A long time ago, when we were first married, my husband and I used to love to hang around on a Sunday morning reading the New York Times.
In my memory of those days, it was cold and raining outside, or 20 below, and we had no place in particular to be. I made an extra cup of coffee, maybe we had French toast or a fried egg. The newspaper was spread all over the kitchen, the living room, the bedroom. Reading the Times was a daylong, housewide project involving slippers… and probably pajamas.
In those days we read WHOLE articles! And talked about them! We had long stretches of quiet while we read, and then: “Holy cow!” “I know!” “Oh, that’s disturbing.” “Did you read this?” “Where’s the book review?” etc., etc.
Sometimes we even had full-fledged CONVERSATIONS. Hmmmm.
Well.
That was a long time ago. Now we have small children.
They are, of course, beautiful, amazing, funny, busy, messy, noisy, wonderful.
Of course.
But they certainly do change those rainy Sunday mornings.

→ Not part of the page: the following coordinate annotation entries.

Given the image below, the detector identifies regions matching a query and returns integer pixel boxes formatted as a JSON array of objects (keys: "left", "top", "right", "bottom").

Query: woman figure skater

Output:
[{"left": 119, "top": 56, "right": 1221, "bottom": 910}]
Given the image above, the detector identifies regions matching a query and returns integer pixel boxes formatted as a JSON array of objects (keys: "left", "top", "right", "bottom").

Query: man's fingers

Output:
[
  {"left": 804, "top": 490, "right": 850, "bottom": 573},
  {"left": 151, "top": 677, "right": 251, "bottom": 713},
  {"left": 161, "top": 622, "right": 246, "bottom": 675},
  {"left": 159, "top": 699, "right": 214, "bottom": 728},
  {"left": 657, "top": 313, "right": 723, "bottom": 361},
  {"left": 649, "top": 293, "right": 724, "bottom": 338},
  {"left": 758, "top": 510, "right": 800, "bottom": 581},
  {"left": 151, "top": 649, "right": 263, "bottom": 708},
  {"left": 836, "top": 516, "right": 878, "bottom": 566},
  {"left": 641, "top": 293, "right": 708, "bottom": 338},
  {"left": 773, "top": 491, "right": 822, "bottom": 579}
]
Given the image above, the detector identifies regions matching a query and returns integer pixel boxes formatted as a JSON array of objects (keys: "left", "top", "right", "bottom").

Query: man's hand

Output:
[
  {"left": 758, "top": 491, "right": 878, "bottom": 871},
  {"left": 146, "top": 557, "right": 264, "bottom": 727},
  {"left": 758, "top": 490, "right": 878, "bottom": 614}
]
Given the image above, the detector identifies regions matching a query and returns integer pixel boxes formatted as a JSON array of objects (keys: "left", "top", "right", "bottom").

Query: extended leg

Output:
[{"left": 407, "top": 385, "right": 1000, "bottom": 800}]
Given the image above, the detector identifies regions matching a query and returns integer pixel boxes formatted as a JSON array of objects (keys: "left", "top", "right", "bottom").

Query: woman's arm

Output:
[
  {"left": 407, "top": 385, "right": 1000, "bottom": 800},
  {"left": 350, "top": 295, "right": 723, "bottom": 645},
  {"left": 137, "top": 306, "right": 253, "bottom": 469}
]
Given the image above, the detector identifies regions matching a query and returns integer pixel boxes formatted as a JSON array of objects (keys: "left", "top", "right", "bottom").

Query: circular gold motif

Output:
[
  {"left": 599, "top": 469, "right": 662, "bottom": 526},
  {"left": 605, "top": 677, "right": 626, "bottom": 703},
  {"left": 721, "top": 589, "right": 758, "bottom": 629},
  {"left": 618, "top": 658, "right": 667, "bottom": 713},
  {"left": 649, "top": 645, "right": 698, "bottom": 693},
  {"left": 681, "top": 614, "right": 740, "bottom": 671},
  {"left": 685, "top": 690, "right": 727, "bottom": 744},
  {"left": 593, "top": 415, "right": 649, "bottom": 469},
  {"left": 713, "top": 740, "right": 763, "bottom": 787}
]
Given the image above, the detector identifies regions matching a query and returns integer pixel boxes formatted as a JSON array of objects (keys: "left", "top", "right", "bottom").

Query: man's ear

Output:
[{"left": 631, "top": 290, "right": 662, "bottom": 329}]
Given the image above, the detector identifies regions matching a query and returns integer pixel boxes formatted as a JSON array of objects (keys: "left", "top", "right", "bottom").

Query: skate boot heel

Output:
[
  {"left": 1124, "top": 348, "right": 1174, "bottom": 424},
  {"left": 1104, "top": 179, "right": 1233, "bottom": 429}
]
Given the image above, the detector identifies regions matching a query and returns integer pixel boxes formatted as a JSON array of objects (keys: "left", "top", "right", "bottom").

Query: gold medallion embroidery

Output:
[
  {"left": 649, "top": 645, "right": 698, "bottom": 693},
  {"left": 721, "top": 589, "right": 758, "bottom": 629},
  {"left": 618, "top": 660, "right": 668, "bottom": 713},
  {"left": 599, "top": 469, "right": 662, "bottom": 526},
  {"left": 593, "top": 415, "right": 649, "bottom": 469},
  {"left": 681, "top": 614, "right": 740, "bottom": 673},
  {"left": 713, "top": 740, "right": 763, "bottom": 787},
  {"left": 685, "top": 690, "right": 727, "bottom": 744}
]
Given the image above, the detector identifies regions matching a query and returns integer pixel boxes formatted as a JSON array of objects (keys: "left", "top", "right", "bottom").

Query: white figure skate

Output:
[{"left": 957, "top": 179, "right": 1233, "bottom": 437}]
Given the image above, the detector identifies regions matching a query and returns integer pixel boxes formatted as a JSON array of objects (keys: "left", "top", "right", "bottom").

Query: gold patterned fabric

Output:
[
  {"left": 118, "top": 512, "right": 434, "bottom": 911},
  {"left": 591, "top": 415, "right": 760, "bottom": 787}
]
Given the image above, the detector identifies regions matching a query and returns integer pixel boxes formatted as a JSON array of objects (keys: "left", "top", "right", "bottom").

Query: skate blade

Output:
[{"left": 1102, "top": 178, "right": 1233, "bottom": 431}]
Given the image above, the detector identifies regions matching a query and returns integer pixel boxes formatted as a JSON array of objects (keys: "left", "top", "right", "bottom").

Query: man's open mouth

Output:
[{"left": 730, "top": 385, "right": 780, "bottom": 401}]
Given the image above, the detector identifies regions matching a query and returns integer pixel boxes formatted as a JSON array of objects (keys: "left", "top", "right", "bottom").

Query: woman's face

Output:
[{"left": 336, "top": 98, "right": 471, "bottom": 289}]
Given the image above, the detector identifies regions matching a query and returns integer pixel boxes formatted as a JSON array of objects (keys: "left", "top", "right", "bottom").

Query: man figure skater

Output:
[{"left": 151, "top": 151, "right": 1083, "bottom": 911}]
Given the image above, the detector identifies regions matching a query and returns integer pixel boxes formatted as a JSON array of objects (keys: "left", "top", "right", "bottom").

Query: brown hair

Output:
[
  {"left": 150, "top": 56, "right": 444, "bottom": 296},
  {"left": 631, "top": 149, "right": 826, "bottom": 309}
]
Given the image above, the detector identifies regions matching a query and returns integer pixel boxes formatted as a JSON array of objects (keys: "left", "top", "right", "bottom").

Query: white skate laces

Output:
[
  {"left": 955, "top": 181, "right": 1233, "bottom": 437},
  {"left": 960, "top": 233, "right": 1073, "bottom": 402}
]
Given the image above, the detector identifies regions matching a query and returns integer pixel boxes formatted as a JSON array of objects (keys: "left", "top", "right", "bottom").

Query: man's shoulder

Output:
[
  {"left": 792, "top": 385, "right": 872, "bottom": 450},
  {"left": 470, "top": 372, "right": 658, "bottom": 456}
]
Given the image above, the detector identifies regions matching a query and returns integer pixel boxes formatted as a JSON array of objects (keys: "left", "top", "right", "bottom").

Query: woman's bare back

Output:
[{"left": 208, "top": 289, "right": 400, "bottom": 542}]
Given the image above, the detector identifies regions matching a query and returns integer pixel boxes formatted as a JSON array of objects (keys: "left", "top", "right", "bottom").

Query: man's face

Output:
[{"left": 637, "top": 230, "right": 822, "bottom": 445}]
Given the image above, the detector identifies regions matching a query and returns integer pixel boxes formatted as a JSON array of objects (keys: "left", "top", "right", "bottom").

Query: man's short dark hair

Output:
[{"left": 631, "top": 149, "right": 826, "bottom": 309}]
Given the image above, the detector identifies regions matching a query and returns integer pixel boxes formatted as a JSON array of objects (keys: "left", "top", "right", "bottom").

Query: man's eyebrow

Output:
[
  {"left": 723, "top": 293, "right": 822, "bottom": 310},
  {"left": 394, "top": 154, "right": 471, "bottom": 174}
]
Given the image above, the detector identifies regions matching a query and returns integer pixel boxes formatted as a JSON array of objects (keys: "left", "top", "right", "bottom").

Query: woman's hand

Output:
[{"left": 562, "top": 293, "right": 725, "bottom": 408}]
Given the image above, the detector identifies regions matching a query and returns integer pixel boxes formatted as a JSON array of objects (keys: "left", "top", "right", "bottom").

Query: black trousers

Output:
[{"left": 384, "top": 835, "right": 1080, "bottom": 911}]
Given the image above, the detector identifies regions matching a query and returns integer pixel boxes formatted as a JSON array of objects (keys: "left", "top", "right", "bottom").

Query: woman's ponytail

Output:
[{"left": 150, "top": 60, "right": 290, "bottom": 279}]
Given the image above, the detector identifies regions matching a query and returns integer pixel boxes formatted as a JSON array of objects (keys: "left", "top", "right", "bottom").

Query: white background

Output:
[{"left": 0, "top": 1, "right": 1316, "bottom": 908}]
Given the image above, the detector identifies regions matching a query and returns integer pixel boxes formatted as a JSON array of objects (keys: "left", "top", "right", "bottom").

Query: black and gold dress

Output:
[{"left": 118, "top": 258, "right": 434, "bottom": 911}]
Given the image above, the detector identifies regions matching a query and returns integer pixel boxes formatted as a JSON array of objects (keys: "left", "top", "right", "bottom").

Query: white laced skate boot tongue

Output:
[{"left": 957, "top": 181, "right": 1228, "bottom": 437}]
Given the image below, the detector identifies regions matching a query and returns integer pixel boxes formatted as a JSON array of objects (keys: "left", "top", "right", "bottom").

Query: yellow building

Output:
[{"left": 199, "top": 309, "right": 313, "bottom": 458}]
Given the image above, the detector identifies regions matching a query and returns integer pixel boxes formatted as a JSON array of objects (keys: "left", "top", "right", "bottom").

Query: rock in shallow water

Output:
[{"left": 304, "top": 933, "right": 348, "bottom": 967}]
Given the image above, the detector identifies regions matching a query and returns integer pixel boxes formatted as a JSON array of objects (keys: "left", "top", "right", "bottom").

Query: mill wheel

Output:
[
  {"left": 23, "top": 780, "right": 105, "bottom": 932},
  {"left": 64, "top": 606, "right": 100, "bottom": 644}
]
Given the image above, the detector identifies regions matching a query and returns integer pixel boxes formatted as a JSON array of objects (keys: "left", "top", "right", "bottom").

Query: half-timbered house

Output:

For a while after the girls were born, my husband would still occasionally pick up the SundayTimes. So joyfully optimistic of him.
Do you know what is awful? Throwing the whole thing in the recycle bin on Thursday. Intact. Because you never got around to unfolding the thing. Makes me weep just thinking of it.
At CLiF we talk a lot about children reading, but let’s face it, if we are going to be holistic about it, we might as well discuss the whole family. We all know that the literacy of the parents has a direct bearing on the literacy of the child.
But what about the “used to be literate”? I used to know what was going on in the Middle East (as much as any layperson can), I used to think about shifts in culture and politics, I used to know what authors had new groundbreaking books. I even used to get all of John Stewart’s jokes.
What is the impact on my children of losing my grip on all of this?
This Sunday I got the laundry done. I made healthy muffins for preschool snack on Tuesday. I helped my kindergartner finish a color wheel for school, filled out the paperwork for swim lessons, updated my calendar to include the music program at the library, and read a really vapid Strawberry Shortcake sticker/picture book four times. I ate a muffin (Tuesday’s snack) on the way to soccer and picked up groceries on the way home.
In a bid to rejuvenate my former literacy, I have been reading, at bedtime, F. Scott Fitzgerald’sTender is the Night… for the last three months!!!
Do you know what happens when you go from Strawberry Shortcake to Fitzgerald in one day? Your eyes glaze over. You have to read paragraphs three times and you still might not know what the heck old F. Scott is talking about.
Obviously, we can’t blame Fitzgerald for this.
I am hopeful, though. Someday my kids will be able to wipe themselves consistently, pour their own cereal, maybe even read a section of the New York Times! And I might be considered an intelligent, informed adult again, even if I am the only one who thinks of me that way.
In the meantime, I plan to reduce the amount of Strawberry Shortcake I read and increase authors like Patricia Palocco, Robert McCloskey, Shel Silverstein, eventually Madeleine L’Engle, Roald Dahl, Louis Sachar, books that bridge the gap between vapid and the Sunday New York Times.
If I can’t be intelligent, informed, and literate, maybe someone around here can.